Lettre datée 26 juillet 1916
de Napoléon Mallette à sa fille Attala,
mère de Jeanne Beaulieu Casgrain
Ste Martine 26 juillet 1916
Dme L. E. Beaulieu & Dlle Marie Flore Mallette,
Old Orchard Beach,
Maine.
Chères enfants,
Comme les petites filles vous ont tour-à-tour envoyé des nouvelles,
j'ai retardé ma réponse à vos aimables lettres, lesquelles me font
toujours plaisir d'apprendre que vous vous amusez beaucoup et que vous
êtes en bonne santé ainsi que tous les petits-enfants.
Chère Atela, je suis très heureux de te voir vivre ainsi mais
comme je te l'ai toujours dit sois prudente en tout et partout;
tu as un mari qui ne peut rien de refuser; à toi de n'en point abuser;
tu n'as jamais connu l'indigence, ni la valeur de l'argent péniblement gagné;
il ne faut pas se défier de la Providence, mais il ne faut pas non plus en
abuser; il te faut beaucoup prier pour que ton mari vive longtemps pour
faire face à de telles dépenses et faire des économies en cas de malheur,
car on ne peut dire l'avenir, il est venu ici samedi soir et reparti
lundi matin, je l'ai trouvé assez portant, mais obligé de prendre des
pilules à chaque repas, lorsqu'il fut couché, je me suis mis à penser
à toi et ne pus m'empêcher de pleurer longtemps & me demandant ce qu'il
adviendrait de toi si la mort le frappait soudainement. Je m'arrête pour
ne pas t'attrister, pardonne-moi si je te parle ainsi, je vois peut-être
les choses différemment de vous deux, mais je crains toujours la misère
après l'opulence; les extravagances conduisent toujours à la ruine.

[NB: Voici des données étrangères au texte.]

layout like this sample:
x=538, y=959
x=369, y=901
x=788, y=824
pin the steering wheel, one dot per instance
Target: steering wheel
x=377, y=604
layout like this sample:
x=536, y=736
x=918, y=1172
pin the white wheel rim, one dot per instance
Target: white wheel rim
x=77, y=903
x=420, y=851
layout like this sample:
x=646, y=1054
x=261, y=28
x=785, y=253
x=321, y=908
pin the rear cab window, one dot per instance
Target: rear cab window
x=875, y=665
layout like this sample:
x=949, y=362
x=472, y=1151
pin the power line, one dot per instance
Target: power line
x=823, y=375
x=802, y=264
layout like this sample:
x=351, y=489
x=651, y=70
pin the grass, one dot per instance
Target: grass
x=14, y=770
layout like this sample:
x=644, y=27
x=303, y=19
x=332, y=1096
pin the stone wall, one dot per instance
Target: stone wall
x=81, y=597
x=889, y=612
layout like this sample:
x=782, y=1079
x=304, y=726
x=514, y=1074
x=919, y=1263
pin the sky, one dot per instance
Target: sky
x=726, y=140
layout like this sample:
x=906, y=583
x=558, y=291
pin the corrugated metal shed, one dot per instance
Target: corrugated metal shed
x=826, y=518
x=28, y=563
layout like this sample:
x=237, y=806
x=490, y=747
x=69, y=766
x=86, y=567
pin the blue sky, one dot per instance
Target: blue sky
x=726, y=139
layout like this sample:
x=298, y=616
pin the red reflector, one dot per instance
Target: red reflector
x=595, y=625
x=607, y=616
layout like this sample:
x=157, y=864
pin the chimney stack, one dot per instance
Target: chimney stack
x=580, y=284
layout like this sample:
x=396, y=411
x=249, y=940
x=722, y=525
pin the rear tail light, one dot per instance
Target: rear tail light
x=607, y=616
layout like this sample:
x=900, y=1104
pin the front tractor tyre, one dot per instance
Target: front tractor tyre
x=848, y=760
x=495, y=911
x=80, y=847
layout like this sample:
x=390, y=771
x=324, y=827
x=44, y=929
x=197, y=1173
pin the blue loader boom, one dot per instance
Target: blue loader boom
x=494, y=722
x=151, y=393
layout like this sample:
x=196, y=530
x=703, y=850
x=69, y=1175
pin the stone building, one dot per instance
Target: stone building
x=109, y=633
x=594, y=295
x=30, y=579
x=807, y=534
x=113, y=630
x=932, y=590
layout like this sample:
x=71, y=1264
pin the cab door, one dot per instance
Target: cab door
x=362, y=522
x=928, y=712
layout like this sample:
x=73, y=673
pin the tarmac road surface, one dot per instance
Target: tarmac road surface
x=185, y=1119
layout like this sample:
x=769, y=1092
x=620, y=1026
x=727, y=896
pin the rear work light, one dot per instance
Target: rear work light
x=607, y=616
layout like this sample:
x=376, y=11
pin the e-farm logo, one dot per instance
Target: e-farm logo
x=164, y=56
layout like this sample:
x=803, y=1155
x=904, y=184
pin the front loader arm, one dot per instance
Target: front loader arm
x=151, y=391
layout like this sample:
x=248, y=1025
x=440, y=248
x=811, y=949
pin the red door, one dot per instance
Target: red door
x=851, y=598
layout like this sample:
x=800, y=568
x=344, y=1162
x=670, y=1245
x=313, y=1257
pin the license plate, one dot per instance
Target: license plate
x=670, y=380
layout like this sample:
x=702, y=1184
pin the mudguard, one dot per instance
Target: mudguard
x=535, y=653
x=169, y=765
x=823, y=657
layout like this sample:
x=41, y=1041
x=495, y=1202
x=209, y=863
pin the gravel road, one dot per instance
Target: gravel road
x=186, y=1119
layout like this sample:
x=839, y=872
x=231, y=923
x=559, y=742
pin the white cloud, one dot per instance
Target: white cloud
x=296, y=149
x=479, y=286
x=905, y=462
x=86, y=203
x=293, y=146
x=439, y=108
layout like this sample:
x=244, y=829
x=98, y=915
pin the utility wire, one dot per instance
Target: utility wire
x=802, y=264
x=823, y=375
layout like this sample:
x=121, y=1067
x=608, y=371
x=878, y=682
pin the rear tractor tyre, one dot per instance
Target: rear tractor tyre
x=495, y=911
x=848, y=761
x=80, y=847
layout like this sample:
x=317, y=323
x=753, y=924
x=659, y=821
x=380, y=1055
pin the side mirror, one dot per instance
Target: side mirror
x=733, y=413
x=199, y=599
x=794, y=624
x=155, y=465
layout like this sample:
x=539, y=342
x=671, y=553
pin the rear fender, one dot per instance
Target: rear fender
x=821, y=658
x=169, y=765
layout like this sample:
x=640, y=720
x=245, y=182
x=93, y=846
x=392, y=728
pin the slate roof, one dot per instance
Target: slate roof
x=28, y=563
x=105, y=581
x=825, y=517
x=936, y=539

Avec moins d'agrément, ton oncle Charles Mallette a gaspillé plus
d'argent qu'il lui en faudrait pour ne pas mourir en exil, car il
s'ennuie toujours à Lowell, n'ayant pas le sou en poche.
Enfin je crois qu'il est sage d'économiser tout en vivant bien,
selon sa condition.
Je quitte ce sujet pour n'y plus revenir espérant que tu comprendras
toutes mes intentions.
Je te recommande Marie Flore, veille sur elle comme je veille sur toi,
il est si facile de s'abuser dans ces âges-là, je ne l'aurais jamais laissée
aller avec une étrangère; si toutefois elle ne t'écoutait pas tu n'as qu'à
l'envoyer ici, et je t'en serai reconnaissant, malgré que je serais bien
trompé d'elle qui a toute ma confiance. J'espère que si elle va au théâtre
elle va aussi à l'église et communie souvent.
Depuis la semaine dernière nous avons une chaleur épouvantable,
toute la moisson sèche sur pied, mais au moment que j'écris la pluie
commence et semble vouloir durer.
Hector est parti ce matin à cinq heures pour la rivière des Fèves,
Mr Goyette est venu l'éveiller, et il s'est habillé si vite qu'il a mis
les chaussures de Roméo et est parti sans s'apercevoir de la chose, et
Roméo ne peut mettre celles d'Hector, il faut aller les échanger, car
il est parti pour faire les récoltes.
Nous sommes tous bien et nous nous joignons pour vous embrasser.